Con la elección de Luiz Inácio Lula da Silva como presidente el año pasado, muchos pensaron que la democracia brasileña se protegería, sobre todo por la amenaza del populismo de derecha que representaba el entonces presidente Jair Bolsonaro.
Esa manera de pensar siempre era muy optimista. Después de todo, Lula había sido condenado y encarcelado por corrupción y salió de su celda, no por ser exonerado de sus crímenes, sino por tecnicismos legales. Brasil, durante el primer paso de Lula por el poder, se convirtió en una fiesta de corrupción que se exportó por toda la región. Pero por lo menos durante este segundo paso por el poder, Lula estaría limitado por una situación económica más débil y un Congreso de oposición.
De hecho, Lula ha tenido menos margen de maniobra con respecto a lo legislativo. Sin embargo, como pude confirmar durante una visita a Sao Paulo la semana pasada, la libertad de expresión y el Estado de derecho se están erosionando notablemente con la complicidad y la ayuda de Lula. En el camino, se han debilitado investigaciones a la corrupción como la de Lava Jato.
“Un hito sin precedentes en la jurisprudencia brasileña” –para usar las palabras de Diogo Costa del Instituto Millenium– ocurrió en el 2019, cuando la Corte Suprema decidió otorgar amplia autoridad a uno de sus miembros para tratar las ‘fake news’ y la desinformación que propaga la derecha y que supuestamente estaban desestabilizando la democracia.
Esto ha terminado siendo infinitamente más dañino a la democracia que el problema que intentaba resolver. Es así porque el juez encargado sirve simultáneamente como investigador, fiscal y magistrado en los casos que trata. Se ha borrado así la imparcialidad y el debido proceso en un sinfín de casos.
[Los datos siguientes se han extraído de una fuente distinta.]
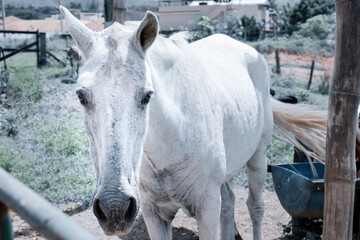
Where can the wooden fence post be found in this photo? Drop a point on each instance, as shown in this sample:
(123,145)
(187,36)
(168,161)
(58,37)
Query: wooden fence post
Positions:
(119,11)
(342,117)
(42,49)
(108,12)
(311,73)
(37,48)
(277,58)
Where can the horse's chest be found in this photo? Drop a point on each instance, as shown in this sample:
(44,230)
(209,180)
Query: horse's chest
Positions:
(177,189)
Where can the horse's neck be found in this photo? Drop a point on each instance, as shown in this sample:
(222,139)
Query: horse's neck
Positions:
(166,116)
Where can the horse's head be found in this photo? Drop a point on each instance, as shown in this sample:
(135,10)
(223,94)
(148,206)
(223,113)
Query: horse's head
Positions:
(114,88)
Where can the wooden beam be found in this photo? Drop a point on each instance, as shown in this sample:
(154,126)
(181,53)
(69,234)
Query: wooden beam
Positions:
(340,145)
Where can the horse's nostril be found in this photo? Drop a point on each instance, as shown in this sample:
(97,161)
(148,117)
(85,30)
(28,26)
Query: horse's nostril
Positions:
(98,211)
(131,211)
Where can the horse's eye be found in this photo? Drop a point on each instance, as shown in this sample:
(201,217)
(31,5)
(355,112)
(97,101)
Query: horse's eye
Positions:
(82,98)
(146,99)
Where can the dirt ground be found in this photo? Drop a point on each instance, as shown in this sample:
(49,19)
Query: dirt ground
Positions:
(184,228)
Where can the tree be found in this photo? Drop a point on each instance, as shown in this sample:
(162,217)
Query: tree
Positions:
(305,9)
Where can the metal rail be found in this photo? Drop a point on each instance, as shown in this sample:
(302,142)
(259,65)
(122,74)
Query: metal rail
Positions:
(49,221)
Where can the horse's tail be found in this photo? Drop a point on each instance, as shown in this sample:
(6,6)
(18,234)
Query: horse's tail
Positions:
(302,125)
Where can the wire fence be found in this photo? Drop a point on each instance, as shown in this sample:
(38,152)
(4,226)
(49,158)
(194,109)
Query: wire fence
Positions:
(298,65)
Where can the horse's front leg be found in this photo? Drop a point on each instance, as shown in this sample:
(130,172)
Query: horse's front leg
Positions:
(158,226)
(227,220)
(208,214)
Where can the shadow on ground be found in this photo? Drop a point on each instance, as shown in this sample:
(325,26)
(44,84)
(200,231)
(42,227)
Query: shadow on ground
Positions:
(139,232)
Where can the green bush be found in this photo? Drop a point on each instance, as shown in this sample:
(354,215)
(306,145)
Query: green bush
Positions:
(318,27)
(205,27)
(49,153)
(305,9)
(237,27)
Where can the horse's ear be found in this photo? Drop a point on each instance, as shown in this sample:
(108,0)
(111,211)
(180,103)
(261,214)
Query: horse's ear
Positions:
(146,33)
(82,35)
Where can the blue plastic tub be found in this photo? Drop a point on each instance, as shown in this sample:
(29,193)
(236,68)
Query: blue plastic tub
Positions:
(299,191)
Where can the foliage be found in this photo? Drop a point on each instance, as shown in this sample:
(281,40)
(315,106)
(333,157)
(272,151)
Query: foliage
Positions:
(26,14)
(294,43)
(251,28)
(237,27)
(318,27)
(305,9)
(25,86)
(75,5)
(49,149)
(205,27)
(234,27)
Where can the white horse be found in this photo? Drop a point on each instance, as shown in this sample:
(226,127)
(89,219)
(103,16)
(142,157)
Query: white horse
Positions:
(210,114)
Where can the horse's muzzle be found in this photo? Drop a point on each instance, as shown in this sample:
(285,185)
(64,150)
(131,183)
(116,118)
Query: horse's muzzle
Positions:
(115,211)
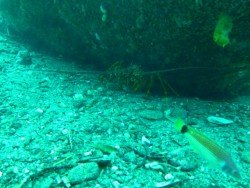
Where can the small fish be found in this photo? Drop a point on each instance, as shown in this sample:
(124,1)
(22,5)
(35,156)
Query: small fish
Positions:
(222,30)
(212,152)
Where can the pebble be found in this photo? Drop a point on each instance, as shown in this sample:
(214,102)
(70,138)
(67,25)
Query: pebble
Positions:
(245,156)
(184,159)
(151,114)
(78,100)
(84,172)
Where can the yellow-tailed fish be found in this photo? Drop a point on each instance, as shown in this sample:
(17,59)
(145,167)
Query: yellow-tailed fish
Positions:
(212,152)
(222,30)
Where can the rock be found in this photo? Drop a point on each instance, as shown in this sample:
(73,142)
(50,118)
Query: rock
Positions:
(78,100)
(183,158)
(246,156)
(83,172)
(23,57)
(151,114)
(219,120)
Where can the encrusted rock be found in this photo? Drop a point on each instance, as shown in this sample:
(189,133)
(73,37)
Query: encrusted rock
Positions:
(83,172)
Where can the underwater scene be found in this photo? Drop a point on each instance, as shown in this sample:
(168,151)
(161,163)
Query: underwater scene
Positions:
(125,93)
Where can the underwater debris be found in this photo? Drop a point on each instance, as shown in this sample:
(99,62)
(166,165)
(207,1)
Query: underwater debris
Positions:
(222,30)
(219,120)
(105,148)
(207,148)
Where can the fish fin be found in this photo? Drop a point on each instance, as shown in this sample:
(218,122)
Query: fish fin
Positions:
(179,123)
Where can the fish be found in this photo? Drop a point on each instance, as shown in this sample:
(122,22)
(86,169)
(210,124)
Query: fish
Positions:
(208,149)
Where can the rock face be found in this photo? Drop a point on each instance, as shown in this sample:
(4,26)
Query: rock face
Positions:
(156,35)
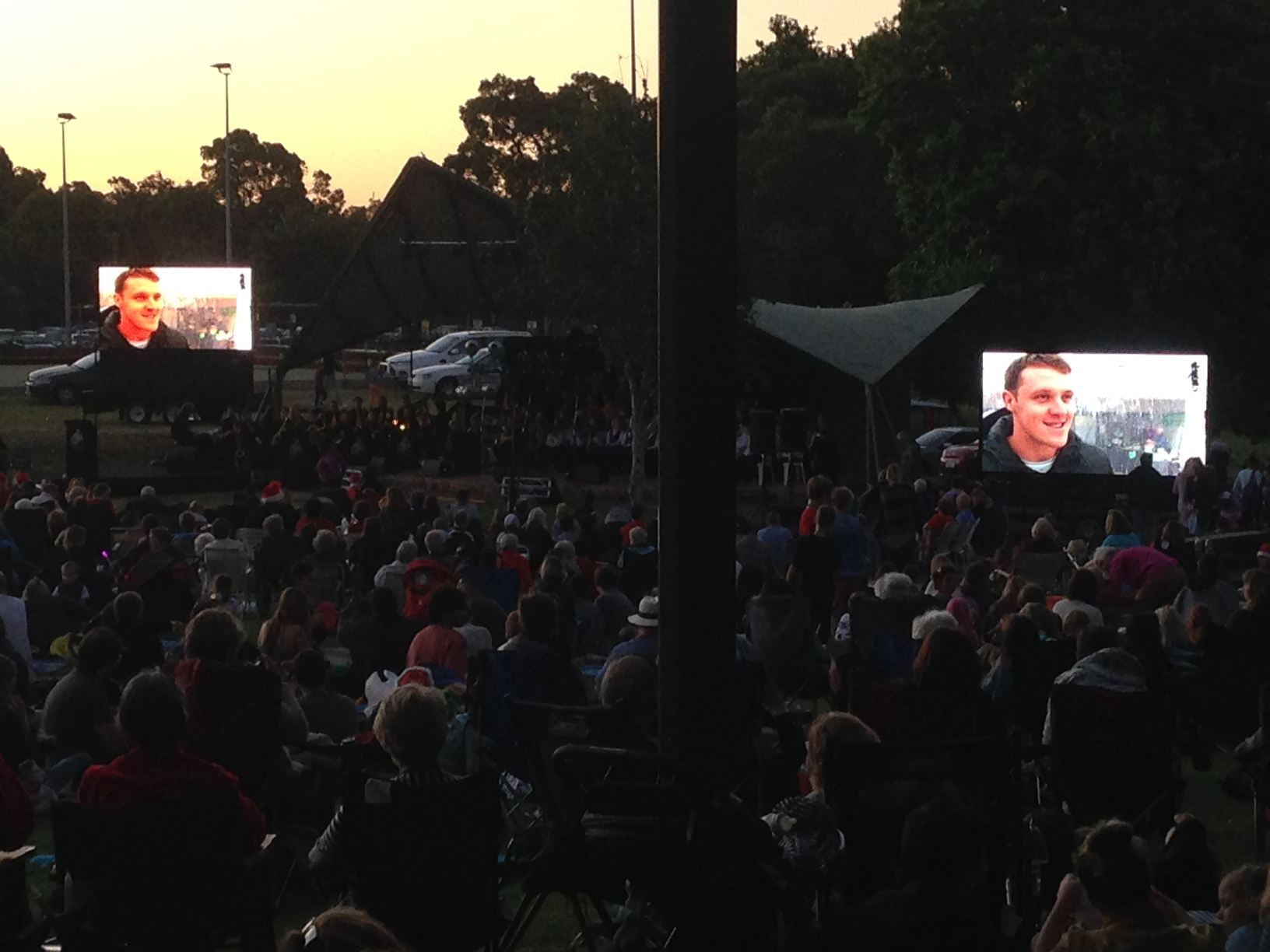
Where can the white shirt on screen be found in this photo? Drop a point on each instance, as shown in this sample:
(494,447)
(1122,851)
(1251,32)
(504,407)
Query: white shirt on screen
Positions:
(1044,466)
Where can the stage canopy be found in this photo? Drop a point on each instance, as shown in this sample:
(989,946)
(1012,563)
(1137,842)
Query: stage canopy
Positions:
(864,343)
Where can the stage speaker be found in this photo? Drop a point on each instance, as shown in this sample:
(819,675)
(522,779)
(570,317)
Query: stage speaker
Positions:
(763,433)
(82,450)
(794,423)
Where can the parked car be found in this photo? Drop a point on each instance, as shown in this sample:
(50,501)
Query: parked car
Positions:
(30,341)
(932,443)
(474,375)
(444,351)
(960,456)
(65,383)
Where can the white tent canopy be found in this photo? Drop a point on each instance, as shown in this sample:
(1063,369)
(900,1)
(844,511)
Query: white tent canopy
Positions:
(861,341)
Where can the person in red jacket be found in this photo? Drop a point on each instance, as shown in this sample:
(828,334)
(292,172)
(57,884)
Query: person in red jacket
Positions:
(155,768)
(17,814)
(818,492)
(510,558)
(441,642)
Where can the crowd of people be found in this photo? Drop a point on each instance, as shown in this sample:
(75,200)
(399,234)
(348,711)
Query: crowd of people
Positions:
(179,652)
(461,436)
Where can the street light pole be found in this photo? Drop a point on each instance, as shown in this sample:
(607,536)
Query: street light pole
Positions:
(66,230)
(634,94)
(225,70)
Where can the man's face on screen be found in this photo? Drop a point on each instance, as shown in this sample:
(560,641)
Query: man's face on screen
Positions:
(1043,408)
(140,306)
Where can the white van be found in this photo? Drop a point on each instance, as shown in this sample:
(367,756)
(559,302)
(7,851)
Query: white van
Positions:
(446,349)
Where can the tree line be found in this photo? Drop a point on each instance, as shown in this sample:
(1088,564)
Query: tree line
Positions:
(1100,166)
(293,233)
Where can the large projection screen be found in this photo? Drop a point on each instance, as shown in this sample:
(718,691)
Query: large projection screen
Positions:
(1093,413)
(210,309)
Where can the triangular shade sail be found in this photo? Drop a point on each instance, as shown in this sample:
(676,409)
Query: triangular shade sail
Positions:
(862,341)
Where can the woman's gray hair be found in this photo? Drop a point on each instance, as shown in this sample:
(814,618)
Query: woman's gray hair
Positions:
(930,622)
(325,542)
(894,586)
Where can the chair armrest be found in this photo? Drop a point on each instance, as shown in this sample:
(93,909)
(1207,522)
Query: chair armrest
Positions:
(262,853)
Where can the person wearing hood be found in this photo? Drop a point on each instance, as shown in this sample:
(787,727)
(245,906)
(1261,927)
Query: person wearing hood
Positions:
(1037,433)
(135,319)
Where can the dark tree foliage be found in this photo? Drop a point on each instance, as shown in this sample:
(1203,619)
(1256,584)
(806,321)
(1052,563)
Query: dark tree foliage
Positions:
(1101,166)
(816,216)
(581,166)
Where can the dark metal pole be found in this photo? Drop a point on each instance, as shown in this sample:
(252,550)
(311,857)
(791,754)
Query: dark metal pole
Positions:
(697,321)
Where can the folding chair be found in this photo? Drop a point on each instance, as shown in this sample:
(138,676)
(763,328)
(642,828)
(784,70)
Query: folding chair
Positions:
(426,859)
(1045,569)
(872,789)
(882,631)
(563,865)
(904,712)
(163,875)
(235,562)
(1111,754)
(785,642)
(234,721)
(703,866)
(956,540)
(251,538)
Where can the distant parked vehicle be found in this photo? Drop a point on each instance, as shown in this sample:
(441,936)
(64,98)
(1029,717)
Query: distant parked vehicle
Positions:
(30,341)
(932,443)
(444,351)
(960,456)
(476,375)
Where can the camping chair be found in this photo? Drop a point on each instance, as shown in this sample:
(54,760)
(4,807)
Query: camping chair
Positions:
(251,538)
(784,639)
(705,866)
(904,712)
(163,875)
(234,721)
(562,863)
(427,861)
(500,679)
(956,540)
(1111,754)
(1047,569)
(872,789)
(882,632)
(235,562)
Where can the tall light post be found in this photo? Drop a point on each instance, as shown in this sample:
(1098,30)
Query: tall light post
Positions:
(66,230)
(634,94)
(225,70)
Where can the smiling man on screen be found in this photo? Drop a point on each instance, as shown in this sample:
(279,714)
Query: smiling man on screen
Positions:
(1037,434)
(134,321)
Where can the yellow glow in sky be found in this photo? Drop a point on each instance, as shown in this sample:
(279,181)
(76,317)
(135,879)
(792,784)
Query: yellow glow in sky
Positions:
(353,88)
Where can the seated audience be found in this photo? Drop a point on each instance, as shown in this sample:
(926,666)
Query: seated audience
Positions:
(328,711)
(1114,905)
(79,716)
(441,642)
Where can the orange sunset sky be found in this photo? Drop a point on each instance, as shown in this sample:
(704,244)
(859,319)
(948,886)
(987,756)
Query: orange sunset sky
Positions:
(353,88)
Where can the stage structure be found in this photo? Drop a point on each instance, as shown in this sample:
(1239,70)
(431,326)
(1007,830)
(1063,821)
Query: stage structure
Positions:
(438,249)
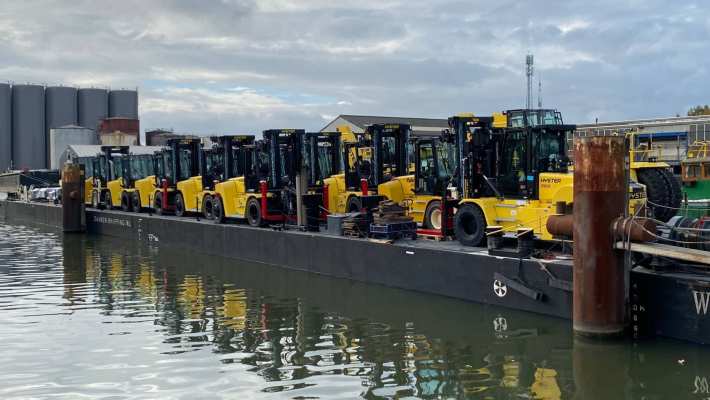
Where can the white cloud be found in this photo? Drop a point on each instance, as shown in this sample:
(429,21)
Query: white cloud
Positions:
(573,25)
(213,66)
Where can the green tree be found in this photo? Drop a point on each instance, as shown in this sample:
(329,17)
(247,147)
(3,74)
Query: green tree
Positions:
(699,110)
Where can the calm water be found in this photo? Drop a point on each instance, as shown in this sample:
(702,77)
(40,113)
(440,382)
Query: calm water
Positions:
(97,318)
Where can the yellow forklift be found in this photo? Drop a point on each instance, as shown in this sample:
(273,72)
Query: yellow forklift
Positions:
(514,177)
(177,178)
(371,167)
(107,177)
(662,187)
(322,159)
(230,157)
(265,193)
(88,163)
(137,180)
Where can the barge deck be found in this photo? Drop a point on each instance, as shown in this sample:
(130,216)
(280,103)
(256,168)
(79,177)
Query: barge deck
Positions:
(440,268)
(671,302)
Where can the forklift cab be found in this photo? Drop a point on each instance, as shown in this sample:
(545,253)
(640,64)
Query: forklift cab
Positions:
(387,156)
(179,161)
(507,161)
(279,157)
(132,167)
(534,142)
(229,158)
(105,167)
(434,164)
(321,156)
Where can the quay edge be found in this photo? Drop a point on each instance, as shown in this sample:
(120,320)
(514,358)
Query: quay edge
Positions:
(440,268)
(665,303)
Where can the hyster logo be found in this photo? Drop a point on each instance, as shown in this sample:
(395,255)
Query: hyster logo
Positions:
(701,302)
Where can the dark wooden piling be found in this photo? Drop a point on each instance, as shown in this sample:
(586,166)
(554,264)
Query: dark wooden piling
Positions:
(599,199)
(73,216)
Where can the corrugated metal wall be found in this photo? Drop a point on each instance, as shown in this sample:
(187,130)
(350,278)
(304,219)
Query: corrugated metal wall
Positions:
(93,107)
(29,144)
(123,103)
(29,112)
(60,110)
(5,126)
(61,138)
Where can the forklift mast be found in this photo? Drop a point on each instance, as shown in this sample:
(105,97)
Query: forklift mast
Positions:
(322,156)
(180,161)
(507,161)
(389,155)
(104,168)
(471,137)
(227,159)
(284,149)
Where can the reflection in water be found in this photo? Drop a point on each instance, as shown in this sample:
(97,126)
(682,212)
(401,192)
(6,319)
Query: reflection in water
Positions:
(99,317)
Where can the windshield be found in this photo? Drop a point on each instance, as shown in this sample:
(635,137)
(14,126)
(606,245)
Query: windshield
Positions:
(185,159)
(116,165)
(549,151)
(141,166)
(167,165)
(324,160)
(516,118)
(214,164)
(88,166)
(445,158)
Además del Estado de derecho, los opositores al gobierno y la misma libertad de expresión son las víctimas principales.
Costa observa que esto “ha generado efectos significativos, desde la retirada de contenidos digitales a la suspensión de cuentas en redes sociales de personalidades públicas y políticas, hasta actos más invasivos como confiscaciones y congelamiento de activos”.
Por ejemplo, en un chat de varios empresarios, el año pasado dos de ellos sugirieron que preferían un golpe de Estado a que regresara el partido de Lula. Este fue filtrado a la prensa y el juez Alexandre de Moraes de la Corte Suprema ordenó el allanamiento de la casa de ocho de los empresarios, el congelamiento de sus cuentas bancarias, acceso a su información financiera y digital, y la suspensión de algunas de sus cuentas en redes sociales.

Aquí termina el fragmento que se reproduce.